Le jeune homme a succombé à ses blessures, provoquées par des coups de sabres. Selon un communiqué de l’Organisation du Renouveau estudiantin du Maroc (OREMA), à laquelle appartenait la victime, « les étudiants de la faculté des sciences de Fès ont été surpris le matin du 24 avril par une attaque terroriste armée et méthodiquement menée par des éléments basistes blessant ainsi seize étudiants et étudiantes ».
Ce jour là, l’OREMA s’apprêtait à organiser une conférence sur le thème du dialogue entre Gauche et Islamistes, à la Faculté de Dar El Mehraz de Fès : La gauche, les Islamistes et la démocratie. Une rencontre qui devait être animée par des universitaires socialistes, tels Hassan Tarik et Ahmed Moufid, membres de l’Union socialiste des Forces populaire (USFP), et Abdelali Hamidine, membre du Secrétariat général du PJD.

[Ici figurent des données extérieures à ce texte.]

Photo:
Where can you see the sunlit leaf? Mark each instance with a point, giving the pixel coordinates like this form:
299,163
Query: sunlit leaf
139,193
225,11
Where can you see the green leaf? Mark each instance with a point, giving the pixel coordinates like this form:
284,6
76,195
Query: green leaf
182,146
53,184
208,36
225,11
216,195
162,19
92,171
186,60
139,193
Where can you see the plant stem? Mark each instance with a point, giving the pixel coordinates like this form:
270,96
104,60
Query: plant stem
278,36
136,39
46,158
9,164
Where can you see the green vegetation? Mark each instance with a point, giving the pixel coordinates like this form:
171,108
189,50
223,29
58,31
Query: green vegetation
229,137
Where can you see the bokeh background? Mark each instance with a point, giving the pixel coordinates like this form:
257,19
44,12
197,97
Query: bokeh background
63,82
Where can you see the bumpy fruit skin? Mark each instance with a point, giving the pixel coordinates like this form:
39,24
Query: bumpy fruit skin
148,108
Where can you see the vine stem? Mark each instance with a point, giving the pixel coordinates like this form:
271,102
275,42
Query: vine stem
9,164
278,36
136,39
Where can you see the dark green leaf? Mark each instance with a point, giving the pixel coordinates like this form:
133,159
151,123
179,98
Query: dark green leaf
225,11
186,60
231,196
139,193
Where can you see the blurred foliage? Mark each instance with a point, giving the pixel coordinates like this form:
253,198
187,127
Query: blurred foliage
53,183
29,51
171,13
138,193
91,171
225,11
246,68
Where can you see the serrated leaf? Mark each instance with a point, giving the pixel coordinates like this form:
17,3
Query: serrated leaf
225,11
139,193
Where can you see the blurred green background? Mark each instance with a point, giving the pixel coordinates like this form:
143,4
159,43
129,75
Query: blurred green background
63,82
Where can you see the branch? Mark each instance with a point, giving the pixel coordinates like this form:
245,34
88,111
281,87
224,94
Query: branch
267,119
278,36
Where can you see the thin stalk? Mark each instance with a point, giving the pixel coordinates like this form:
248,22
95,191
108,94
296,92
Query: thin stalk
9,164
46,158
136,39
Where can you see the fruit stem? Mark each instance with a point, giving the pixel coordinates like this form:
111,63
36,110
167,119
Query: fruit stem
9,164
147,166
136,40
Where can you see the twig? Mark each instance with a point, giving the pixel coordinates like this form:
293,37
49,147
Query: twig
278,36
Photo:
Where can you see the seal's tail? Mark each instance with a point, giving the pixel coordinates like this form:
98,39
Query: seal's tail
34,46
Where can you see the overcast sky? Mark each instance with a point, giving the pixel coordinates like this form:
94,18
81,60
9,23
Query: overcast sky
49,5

Selon Abdelali Hamidine, « l’acte criminel a été précédé de plusieurs mises en garde. Mais, malgré l’annulation de l’activité programmée par l’OREMA, les assassins étaient déterminés à exécuter leur plan, qui est une menace en soi et qui risque d’être mis à exécution contre d’autres personnes à n’importe quel moment ».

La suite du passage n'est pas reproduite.